YuanGongND / ltu

Code, Dataset, and Pretrained Models for Audio and Speech Large Language Model "Listen, Think, and Understand".

Geek Repo:Geek Repo

Github PK Tool:Github PK Tool

LTU_AS ASR Task

dingdongwang opened this issue · comments

Hello, thank you for providing such a good idea of research on audio question answering. I have some questions about the LTU_AS:

  1. For ASR task. During inference period(refer to the inference_batch.py), why should the input contain both the acoustic information (cur_audio_input) and the ground truth transcription as one of the input_ids information generated by prompter.generate_prompt()? In that case, the LLM only need to remember the prompt contained the transcription information to generate the answer, no need to combine the ascoustic information.

  2. What are the difference parts compared with official hugging face transformer, hugging face peft, openai-whisper. And if I want to do some modifications based on this codebase, what sub-folders of hf-dev/transformers-main, peft-main/, whisper/ should I locate to?

  3. During inference, I used the ltuas_long_noqa_a6.bin (default option in inference_batch.py), if this is the original base model? Since I still don't understand what the different model checkpoint files mean, and the different versions of ltu_as models mentioned in the README. Could you please give me more information?

Thank you fo much for your time!

For ASR task. During inference period(refer to the inference_batch.py), why should the input contain both the acoustic information (cur_audio_input) and the ground truth transcription as one of the input_ids information generated by prompter.generate_prompt()? In that case, the LLM only need to remember the prompt contained the transcription information to generate the answer, no need to combine the ascoustic information.

This is correct. However, the model also need to follow ASR instruction (i.e., know it needs to do ASR when asked) in additional to remember the input text. Practically, the WER of LTU-AS is higher (i.e., worse) than its internal Whisper model due to occasionally not follow instruction, or adding comments to the transcribed text. Please check section 5.1 of the paper.

What are the difference parts compared with official hugging face transformer, hugging face peft, openai-whisper. And if I want to do some modifications based on this codebase, what sub-folders of hf-dev/transformers-main, peft-main/, whisper/ should I locate to?

Please check https://github.com/YuanGongND/ltu#important-code. Changes are here and there, and there are changes not documented in the above documents. All changes have a purpose.

During inference, I used the ltuas_long_noqa_a6.bin (default option in inference_batch.py), if this is the original base model? Since I still don't understand what the different model checkpoint files mean, and the different versions of ltu_as models mentioned in the README. Could you please give me more information?

No. long means longer sequence length in training (so the model is likely to give longer answer), noqa means exluding questions that do not have a conclusive answer (so the model has a lower chance to say "I don't know"). We provide Original in Paper model that is exactly same with the model described in the paper and guarantee to have same performance as described.

However, ltuas_long_noqa_a6.bin might be a better model in practice.

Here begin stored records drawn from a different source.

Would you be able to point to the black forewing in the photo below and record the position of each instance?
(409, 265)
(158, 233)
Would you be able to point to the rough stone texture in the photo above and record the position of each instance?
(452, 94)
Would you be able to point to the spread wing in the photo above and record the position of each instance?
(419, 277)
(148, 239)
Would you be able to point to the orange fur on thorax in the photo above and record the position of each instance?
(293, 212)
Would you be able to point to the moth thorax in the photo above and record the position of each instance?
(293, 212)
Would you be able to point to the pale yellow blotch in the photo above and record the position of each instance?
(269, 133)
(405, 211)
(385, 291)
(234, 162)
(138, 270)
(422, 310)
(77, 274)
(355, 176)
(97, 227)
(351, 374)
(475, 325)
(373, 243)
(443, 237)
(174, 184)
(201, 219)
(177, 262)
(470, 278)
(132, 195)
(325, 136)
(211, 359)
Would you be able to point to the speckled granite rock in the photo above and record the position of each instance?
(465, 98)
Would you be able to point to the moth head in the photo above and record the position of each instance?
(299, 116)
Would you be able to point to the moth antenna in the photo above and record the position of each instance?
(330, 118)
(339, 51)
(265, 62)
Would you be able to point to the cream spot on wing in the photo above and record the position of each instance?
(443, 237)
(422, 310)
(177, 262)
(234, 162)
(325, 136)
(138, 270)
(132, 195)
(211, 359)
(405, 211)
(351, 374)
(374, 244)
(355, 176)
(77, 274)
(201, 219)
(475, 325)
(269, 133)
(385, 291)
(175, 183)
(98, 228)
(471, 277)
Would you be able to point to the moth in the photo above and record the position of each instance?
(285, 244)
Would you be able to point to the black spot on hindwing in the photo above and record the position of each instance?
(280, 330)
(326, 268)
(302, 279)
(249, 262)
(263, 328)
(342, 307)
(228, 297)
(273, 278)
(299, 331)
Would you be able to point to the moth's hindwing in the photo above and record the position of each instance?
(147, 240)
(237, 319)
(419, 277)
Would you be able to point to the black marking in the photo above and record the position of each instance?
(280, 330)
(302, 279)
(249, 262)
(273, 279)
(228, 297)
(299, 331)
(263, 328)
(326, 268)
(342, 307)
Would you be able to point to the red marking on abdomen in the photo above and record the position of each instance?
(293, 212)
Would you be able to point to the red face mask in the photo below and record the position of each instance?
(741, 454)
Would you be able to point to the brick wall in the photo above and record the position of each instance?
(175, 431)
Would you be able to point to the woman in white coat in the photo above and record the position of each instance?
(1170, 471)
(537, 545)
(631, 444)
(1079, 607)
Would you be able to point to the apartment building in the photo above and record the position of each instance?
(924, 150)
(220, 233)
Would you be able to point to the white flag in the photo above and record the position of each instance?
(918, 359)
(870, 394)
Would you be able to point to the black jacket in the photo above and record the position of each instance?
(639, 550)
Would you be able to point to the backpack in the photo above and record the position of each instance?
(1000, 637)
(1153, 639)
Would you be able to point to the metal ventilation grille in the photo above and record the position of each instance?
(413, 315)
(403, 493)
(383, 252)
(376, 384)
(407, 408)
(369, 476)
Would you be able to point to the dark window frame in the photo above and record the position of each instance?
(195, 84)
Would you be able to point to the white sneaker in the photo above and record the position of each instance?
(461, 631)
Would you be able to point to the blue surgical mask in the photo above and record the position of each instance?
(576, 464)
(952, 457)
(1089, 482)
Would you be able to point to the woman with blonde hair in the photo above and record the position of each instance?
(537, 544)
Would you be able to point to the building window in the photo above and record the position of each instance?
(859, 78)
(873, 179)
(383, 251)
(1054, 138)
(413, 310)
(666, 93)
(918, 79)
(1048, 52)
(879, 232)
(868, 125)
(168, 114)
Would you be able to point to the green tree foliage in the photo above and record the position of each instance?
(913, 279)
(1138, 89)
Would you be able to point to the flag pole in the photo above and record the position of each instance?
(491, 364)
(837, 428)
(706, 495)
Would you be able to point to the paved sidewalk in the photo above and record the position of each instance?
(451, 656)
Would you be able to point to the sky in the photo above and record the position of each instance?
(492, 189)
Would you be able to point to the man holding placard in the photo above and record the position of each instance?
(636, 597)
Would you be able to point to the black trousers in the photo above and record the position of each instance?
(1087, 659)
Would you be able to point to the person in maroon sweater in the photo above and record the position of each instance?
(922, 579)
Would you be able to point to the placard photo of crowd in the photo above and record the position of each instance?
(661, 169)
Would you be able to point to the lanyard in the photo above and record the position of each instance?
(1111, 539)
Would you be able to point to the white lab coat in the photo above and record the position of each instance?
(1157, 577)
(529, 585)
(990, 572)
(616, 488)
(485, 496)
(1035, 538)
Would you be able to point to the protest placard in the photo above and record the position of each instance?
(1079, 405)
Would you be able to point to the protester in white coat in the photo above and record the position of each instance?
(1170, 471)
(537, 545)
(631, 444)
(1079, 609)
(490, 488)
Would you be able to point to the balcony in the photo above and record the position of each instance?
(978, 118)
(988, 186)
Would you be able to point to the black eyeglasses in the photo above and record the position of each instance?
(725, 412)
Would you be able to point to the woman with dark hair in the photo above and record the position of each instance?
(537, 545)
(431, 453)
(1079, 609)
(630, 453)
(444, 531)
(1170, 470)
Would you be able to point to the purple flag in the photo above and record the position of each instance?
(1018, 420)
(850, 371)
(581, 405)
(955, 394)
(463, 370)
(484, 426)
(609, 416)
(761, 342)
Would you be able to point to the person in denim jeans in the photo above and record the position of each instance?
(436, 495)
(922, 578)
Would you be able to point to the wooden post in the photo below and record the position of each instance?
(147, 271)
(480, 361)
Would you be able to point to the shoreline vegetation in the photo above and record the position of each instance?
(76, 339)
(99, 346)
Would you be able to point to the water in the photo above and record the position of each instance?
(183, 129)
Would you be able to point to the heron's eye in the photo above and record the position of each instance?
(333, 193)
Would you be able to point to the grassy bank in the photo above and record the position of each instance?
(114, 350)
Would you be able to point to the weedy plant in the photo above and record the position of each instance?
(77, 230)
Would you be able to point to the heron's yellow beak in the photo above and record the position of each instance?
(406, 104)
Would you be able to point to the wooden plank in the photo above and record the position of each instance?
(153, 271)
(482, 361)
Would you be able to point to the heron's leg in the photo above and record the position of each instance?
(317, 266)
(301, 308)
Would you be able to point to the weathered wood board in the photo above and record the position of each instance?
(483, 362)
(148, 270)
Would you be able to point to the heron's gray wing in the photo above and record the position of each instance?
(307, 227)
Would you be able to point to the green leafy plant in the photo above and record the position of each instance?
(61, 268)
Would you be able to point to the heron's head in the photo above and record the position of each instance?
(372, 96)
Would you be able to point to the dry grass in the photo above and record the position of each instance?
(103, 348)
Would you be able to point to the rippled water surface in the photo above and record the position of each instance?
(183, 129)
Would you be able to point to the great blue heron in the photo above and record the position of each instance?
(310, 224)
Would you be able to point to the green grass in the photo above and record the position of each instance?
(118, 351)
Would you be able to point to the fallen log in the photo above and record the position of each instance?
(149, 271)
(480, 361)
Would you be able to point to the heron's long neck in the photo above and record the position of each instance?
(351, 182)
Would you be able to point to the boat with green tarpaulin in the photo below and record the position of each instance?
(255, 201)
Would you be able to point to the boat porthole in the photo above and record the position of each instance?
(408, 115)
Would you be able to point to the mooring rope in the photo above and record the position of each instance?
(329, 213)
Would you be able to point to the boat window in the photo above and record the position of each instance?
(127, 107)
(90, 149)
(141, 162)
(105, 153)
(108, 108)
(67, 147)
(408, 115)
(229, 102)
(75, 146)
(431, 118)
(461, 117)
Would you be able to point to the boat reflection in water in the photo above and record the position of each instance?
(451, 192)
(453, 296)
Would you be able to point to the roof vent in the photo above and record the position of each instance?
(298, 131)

We documented the sequence length and settings of the model at https://github.com/YuanGongND/ltu#pretrained-models.

-Yuan

Thank so much for your reply!

I have another question about finetune.py code line 91:

  # trick to load checkpoints correctly from HF
  if '../../../pretrained_mdls/vicuna_ltuas/' not in base_model:
      # start from a different model with original vicuna
      # temporally first load the original vicuna, then load the actual checkpoint
      start_model = base_model # need to point to a specific bin file that contains state dict.
      # TODO: change to your vicuna_tltr path
      base_model = '../../../pretrained_mdls/vicuna_ltuas/'
      print('Will load from {:s} later, for implementation purpose, first load from {:s}'.format(start_model, base_model))
  else:
      start_model = None

If the base_model is not from the original vicuna_ltuas, why should the base_model change to vicuna_ltuas instead of the real checkpoint?

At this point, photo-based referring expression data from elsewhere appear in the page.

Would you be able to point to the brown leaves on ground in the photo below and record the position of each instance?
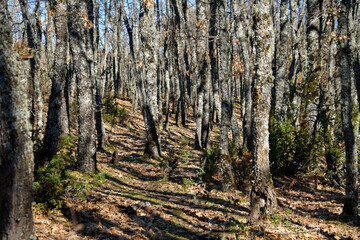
(135, 202)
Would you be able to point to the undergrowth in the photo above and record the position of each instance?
(113, 113)
(58, 178)
(240, 160)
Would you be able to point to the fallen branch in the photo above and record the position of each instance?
(297, 232)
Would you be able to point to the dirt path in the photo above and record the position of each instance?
(135, 202)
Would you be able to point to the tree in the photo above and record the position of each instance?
(33, 32)
(80, 25)
(262, 196)
(202, 53)
(16, 151)
(149, 42)
(281, 62)
(225, 63)
(57, 119)
(349, 111)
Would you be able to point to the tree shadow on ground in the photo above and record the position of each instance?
(87, 224)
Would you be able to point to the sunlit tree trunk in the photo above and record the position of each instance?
(262, 197)
(281, 62)
(79, 24)
(33, 32)
(226, 169)
(16, 151)
(349, 111)
(149, 43)
(102, 140)
(203, 71)
(57, 119)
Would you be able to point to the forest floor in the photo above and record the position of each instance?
(134, 201)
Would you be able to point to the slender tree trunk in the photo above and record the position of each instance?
(226, 169)
(57, 119)
(243, 32)
(149, 42)
(282, 63)
(33, 32)
(349, 111)
(99, 85)
(80, 45)
(16, 152)
(262, 197)
(202, 106)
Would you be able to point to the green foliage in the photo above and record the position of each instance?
(50, 180)
(57, 179)
(188, 182)
(73, 114)
(113, 113)
(185, 152)
(209, 163)
(240, 160)
(168, 164)
(283, 145)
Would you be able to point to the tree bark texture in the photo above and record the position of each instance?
(225, 64)
(149, 42)
(349, 111)
(202, 54)
(16, 148)
(57, 119)
(79, 24)
(33, 32)
(262, 196)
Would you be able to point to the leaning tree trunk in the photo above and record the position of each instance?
(150, 108)
(262, 197)
(226, 169)
(99, 85)
(33, 32)
(281, 63)
(202, 106)
(349, 111)
(57, 119)
(80, 45)
(16, 151)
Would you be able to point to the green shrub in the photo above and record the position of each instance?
(240, 160)
(168, 163)
(113, 113)
(57, 179)
(50, 180)
(209, 163)
(293, 150)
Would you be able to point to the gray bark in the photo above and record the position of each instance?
(282, 63)
(81, 49)
(33, 32)
(57, 119)
(349, 111)
(16, 151)
(203, 71)
(150, 47)
(225, 64)
(262, 196)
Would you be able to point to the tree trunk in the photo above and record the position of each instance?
(99, 85)
(262, 197)
(281, 64)
(349, 111)
(150, 46)
(80, 45)
(33, 32)
(226, 169)
(16, 151)
(57, 119)
(202, 54)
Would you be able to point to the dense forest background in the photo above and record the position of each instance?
(263, 88)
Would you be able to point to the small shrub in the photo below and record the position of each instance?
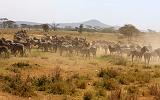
(156, 74)
(122, 79)
(115, 95)
(109, 73)
(109, 84)
(56, 75)
(21, 65)
(61, 87)
(81, 84)
(143, 77)
(88, 95)
(154, 89)
(101, 92)
(120, 61)
(41, 83)
(132, 90)
(16, 86)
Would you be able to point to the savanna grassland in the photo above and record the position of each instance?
(49, 76)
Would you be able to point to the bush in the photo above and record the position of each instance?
(41, 83)
(154, 90)
(143, 77)
(88, 95)
(122, 79)
(101, 92)
(81, 84)
(132, 90)
(115, 95)
(21, 65)
(16, 86)
(61, 87)
(120, 61)
(109, 84)
(109, 73)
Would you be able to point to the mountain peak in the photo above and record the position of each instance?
(94, 22)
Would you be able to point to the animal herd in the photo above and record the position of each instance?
(22, 44)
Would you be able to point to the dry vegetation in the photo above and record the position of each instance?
(48, 76)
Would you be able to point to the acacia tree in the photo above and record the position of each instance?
(128, 30)
(45, 27)
(80, 30)
(8, 24)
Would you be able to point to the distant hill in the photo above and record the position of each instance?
(93, 23)
(26, 22)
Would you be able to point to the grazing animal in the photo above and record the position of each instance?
(17, 48)
(137, 53)
(4, 49)
(147, 58)
(115, 49)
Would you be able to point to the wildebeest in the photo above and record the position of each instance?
(17, 48)
(4, 49)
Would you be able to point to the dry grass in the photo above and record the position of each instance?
(115, 74)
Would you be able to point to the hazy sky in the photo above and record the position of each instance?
(142, 13)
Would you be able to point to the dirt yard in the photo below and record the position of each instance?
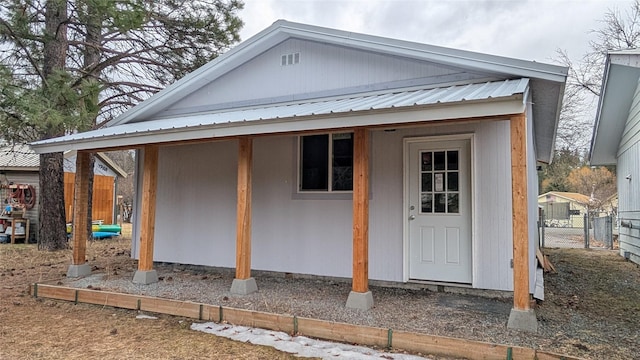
(587, 312)
(44, 329)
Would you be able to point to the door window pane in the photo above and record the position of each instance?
(452, 160)
(452, 181)
(427, 203)
(453, 205)
(439, 160)
(440, 205)
(426, 161)
(439, 181)
(426, 182)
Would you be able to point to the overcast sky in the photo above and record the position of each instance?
(529, 30)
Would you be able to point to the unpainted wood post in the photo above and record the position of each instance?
(81, 208)
(361, 211)
(243, 228)
(148, 207)
(520, 212)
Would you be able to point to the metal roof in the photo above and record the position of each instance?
(281, 30)
(235, 121)
(620, 80)
(19, 156)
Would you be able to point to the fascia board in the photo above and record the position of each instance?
(470, 110)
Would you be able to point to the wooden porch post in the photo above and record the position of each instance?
(360, 296)
(146, 274)
(521, 317)
(79, 266)
(243, 283)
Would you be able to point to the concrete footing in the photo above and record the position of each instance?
(244, 286)
(362, 301)
(524, 320)
(78, 270)
(145, 277)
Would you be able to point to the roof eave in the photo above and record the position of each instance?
(281, 30)
(461, 110)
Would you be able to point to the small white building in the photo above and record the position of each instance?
(616, 141)
(318, 151)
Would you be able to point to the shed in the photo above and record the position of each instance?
(19, 164)
(564, 209)
(616, 141)
(344, 155)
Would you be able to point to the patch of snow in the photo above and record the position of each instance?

Besides, for stage 1 training, why should the base_model be vicuna_ltuas/ instead of the original official vicuna model?

Thank You again!

If the base_model is not from the original vicuna_ltuas, why should the base_model change to vicuna_ltuas instead of the real checkpoint?

Check this #14.

Besides, for stage 1 training, why should the base_model be vicuna_ltuas/ instead of the original official vicuna model?

vicuna_ltuas also includes pretrained audio encoder weights, original vicuna is a pure text model. I also changed the settings in the vicuna_ltuas's dir.

p.s. I also suggest to create a new issue for question irrelevant to the title, so other people can search it easier.

Thank You so much for your reply! Really appreciate it!